It's possible some of the following is specific to my environment... but having read a ton of threads to solve my issues, I suspect these are more general insights gained.
- NFS has had serious reliability problems when it comes to rebuilding broken links... until version 4.1 Before that version, if something (eg a crash or VM host reboot) interrupts a session, you get to carefully reboot everything. I've had much better reliability now that I specify 4.1 on both sides of the links.

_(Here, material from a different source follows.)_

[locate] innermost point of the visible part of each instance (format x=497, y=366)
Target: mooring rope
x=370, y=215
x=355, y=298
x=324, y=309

- Not sure why but I initially had link-saturating performance with NFS for a while... then with no config change it suddenly dropped to piss-poor (~~ 1MB a sec instead of over 100!)... until I set explicit options designed for good performance. I now have the following options line in the nfs: sections of /etc/pve/storage.cfg --
options vers=4.1,nconnect=4,async,rsize=131072,wsize=131072 - A very handy performance test (and you can swap if/of as needed):
dd if=/dev/zero of=/mnt/pve/<<name of your nfs share>>/test.img bs=1M count=1000
- Think carefully about performance and reliability before moving VM images to shared storage. I felt pretty dumb after moving my router/firewall VM's to NFS. Even with static IP's everywhere, the network completely broke when I did that, and it was quite a hassle to recover. I also have a few large VM's... that slow down wayyy too much when the image is on the network. Not running Mellanox Infiniband here LOL.